Voices From the Heartland · Jeff Meyer · Thursday October 9, 2008
I am not a journalist. I am a columnist. As such, I can report or write about the facts as I interpret them. Let’s face it, it’s one of the reasons y’all love me so much… or vice versa.
Having said that, I will tell you now it’s the reason I have Regan Smith’s name first in the title of this article. Simply put, I will give him first billing even if NASCAR will not. I firmly believe that Smith was forced below the yellow line, and no matter how many times I watch the video, I will not be convinced otherwise.
Another thing that I want to clear up is the difference between “blocking” and “forcing.”
Blocking is what you do to keep the other guy behind you. If you try to “block” when the other guy already has his nose beside you, that is a “force.” As I respectfully explained to a highly regarded member of our staff, in the civilian world, blocking is what happens when you get “cut off.” What happens when you get forced?
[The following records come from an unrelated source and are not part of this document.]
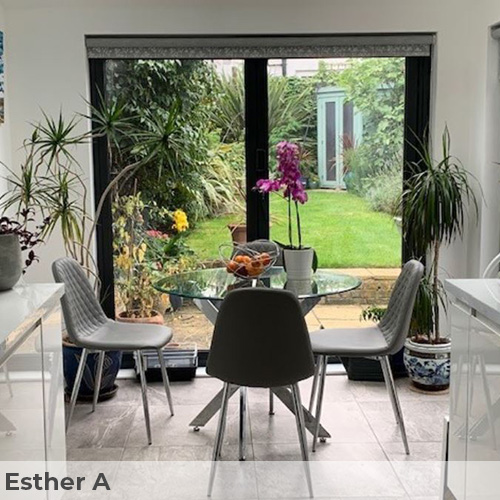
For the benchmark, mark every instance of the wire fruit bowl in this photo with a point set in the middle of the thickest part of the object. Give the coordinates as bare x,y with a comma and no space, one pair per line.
248,261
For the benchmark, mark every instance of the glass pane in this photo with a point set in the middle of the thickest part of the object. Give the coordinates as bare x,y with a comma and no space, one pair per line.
331,141
348,112
173,214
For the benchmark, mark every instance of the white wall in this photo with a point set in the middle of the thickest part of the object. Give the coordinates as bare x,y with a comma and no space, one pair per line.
5,145
48,68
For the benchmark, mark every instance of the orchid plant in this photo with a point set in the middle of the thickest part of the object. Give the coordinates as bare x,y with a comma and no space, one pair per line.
288,184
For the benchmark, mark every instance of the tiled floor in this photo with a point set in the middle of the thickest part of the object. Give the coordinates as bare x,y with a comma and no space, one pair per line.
358,415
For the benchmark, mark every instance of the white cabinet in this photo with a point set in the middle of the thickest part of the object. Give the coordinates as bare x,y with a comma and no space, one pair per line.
473,471
32,421
460,323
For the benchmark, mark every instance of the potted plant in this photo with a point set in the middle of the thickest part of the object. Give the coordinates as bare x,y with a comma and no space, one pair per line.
50,184
434,204
16,238
298,260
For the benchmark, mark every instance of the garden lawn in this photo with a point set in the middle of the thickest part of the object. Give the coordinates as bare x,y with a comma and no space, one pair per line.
341,227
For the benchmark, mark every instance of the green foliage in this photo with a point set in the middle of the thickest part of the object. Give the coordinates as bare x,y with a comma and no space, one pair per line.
434,205
376,88
384,191
171,102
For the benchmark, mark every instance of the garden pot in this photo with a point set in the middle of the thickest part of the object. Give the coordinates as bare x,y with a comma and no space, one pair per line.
238,233
11,264
428,365
155,319
298,263
71,360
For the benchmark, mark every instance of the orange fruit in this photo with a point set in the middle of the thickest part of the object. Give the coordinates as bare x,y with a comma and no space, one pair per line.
232,266
265,258
242,259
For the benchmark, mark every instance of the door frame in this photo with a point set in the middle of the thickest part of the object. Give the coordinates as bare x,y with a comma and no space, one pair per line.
417,115
326,95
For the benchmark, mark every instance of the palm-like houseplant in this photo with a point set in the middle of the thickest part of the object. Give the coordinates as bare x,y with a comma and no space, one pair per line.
434,205
51,184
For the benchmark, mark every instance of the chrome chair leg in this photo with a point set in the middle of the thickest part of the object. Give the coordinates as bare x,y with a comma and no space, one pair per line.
301,430
323,361
144,389
76,386
487,396
243,422
271,402
98,378
218,437
393,395
166,382
7,380
315,384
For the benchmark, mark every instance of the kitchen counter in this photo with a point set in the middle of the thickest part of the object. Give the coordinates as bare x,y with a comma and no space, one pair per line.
32,419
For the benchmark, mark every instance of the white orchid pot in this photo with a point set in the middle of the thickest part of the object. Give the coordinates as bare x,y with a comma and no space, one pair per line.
298,263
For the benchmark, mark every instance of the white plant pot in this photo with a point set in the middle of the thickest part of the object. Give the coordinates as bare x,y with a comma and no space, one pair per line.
298,263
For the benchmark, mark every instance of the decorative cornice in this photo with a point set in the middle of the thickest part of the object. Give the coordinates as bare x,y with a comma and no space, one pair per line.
253,52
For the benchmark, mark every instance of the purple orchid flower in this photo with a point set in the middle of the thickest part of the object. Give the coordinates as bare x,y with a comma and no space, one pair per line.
288,168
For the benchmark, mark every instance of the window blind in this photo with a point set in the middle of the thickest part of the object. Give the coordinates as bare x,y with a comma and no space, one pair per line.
258,46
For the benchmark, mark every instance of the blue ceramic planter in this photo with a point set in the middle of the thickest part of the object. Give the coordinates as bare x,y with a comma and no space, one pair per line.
112,362
428,365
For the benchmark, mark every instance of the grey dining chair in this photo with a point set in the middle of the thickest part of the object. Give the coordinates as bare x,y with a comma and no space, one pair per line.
260,340
377,342
89,328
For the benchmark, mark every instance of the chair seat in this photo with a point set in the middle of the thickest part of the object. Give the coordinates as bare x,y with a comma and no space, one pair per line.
351,342
128,337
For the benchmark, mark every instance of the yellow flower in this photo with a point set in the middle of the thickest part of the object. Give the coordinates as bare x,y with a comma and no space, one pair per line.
180,221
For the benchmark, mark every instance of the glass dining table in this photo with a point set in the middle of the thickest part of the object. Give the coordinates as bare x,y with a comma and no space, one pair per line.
208,287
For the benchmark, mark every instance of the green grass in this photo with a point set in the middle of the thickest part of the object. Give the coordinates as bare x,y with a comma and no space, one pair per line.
341,227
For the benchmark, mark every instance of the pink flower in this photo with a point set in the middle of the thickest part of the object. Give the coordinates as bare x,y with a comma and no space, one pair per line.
268,185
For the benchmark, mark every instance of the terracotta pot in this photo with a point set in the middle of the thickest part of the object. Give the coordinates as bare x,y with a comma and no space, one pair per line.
155,319
238,233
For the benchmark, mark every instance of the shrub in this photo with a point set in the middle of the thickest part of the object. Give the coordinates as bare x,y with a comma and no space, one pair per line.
384,191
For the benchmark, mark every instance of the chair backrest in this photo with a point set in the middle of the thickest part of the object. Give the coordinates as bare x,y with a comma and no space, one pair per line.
260,340
396,320
82,312
492,270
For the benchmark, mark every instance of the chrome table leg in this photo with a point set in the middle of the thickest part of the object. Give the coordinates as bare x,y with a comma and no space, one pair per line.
144,390
166,382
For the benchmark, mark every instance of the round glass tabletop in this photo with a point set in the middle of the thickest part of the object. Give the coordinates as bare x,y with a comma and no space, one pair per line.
216,283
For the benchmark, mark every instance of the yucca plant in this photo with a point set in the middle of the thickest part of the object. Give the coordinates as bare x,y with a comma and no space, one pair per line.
51,182
434,204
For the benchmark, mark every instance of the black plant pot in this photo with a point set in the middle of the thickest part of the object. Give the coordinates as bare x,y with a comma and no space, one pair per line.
112,363
369,370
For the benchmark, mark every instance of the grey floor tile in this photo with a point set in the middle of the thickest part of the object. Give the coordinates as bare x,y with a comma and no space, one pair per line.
94,454
175,431
144,454
423,420
107,427
346,423
420,479
419,451
365,479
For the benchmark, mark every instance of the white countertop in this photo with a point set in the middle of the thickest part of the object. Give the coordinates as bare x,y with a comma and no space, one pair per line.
22,307
480,295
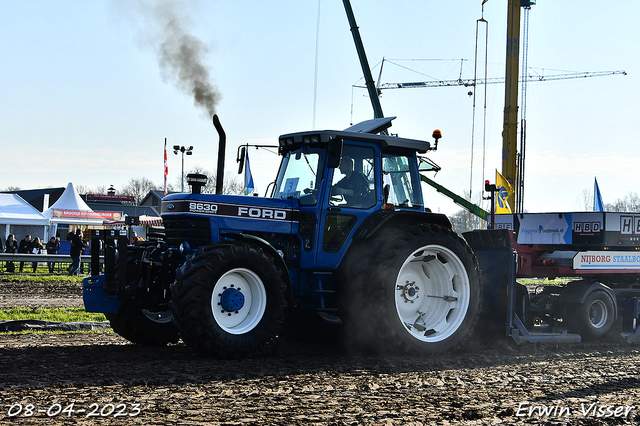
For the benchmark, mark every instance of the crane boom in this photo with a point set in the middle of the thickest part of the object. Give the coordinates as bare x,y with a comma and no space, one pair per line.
470,82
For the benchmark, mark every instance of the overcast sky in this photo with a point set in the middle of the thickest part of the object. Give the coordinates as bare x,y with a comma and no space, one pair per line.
84,97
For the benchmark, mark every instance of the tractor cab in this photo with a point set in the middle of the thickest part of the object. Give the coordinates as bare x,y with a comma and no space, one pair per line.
341,179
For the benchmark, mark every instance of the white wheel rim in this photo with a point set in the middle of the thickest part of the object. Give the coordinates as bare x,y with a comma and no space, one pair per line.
432,293
245,318
598,314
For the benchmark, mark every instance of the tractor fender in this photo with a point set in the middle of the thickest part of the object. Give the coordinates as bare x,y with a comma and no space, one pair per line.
267,247
382,218
577,291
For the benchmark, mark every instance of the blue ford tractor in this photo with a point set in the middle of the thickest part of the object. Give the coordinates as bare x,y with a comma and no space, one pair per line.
345,232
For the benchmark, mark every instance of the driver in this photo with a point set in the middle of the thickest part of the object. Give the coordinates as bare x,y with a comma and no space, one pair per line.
354,186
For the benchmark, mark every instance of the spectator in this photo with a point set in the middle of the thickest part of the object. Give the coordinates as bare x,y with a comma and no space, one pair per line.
135,239
12,247
36,248
52,248
24,247
77,247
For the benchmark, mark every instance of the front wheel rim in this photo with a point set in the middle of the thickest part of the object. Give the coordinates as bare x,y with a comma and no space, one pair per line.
432,293
598,314
238,301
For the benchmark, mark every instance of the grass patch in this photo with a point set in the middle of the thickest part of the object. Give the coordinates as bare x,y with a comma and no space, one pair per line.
42,278
23,332
55,314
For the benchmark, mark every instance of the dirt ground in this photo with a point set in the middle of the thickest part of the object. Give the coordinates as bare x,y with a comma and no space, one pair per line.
100,378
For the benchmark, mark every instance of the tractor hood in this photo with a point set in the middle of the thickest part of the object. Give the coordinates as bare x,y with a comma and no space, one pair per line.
234,212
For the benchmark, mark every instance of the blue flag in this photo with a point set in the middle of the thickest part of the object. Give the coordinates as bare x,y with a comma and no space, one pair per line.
598,205
248,179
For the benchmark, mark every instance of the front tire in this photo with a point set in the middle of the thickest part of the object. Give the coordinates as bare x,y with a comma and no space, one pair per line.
419,293
138,325
228,300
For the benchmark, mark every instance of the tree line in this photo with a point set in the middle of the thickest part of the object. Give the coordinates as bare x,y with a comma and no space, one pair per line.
140,187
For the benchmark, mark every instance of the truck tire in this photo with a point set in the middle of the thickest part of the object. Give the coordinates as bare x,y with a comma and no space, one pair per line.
228,300
593,318
418,291
138,325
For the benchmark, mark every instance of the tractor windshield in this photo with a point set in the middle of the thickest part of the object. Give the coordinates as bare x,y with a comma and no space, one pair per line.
300,175
402,185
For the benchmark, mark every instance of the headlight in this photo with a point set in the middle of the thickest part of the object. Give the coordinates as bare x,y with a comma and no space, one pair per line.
185,247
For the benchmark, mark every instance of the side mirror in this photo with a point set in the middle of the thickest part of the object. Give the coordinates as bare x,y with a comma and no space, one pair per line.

You get run off the road. There’s a key difference here. Getting cutoff is annoying… but getting run off the road is criminal, and Regan should have gotten the license plate number of that car. Oh, yeah; it was number 20! Unfortunately, the NASCAR cops gave the wrong guy the ticket. No surprise there — in either the NASCAR or civilian world.
What was really nice, however, for me as a fan, was the heat that the whole Smith / Stewart debacle took off my (put on fan hat) favorite driver Carl Edwards.
Regular readers know that I had picked Carl to be my favorite when my first favorite, Dale Jarrett, finally retired. I picked Carl for that honor back when he first started flipping off trucks in a way different from what that sounds like. Back then, Carl seemed to be a talented and classy young man with lots of potential. Over the years, I have often said that only time will tell if his class turns out to be equal to DJ. So far, he has not let me down, and the events that transpired on the last few laps last Sunday only served to prove once again that I had, in fact, made a noble choice to fill DJ’s shoes.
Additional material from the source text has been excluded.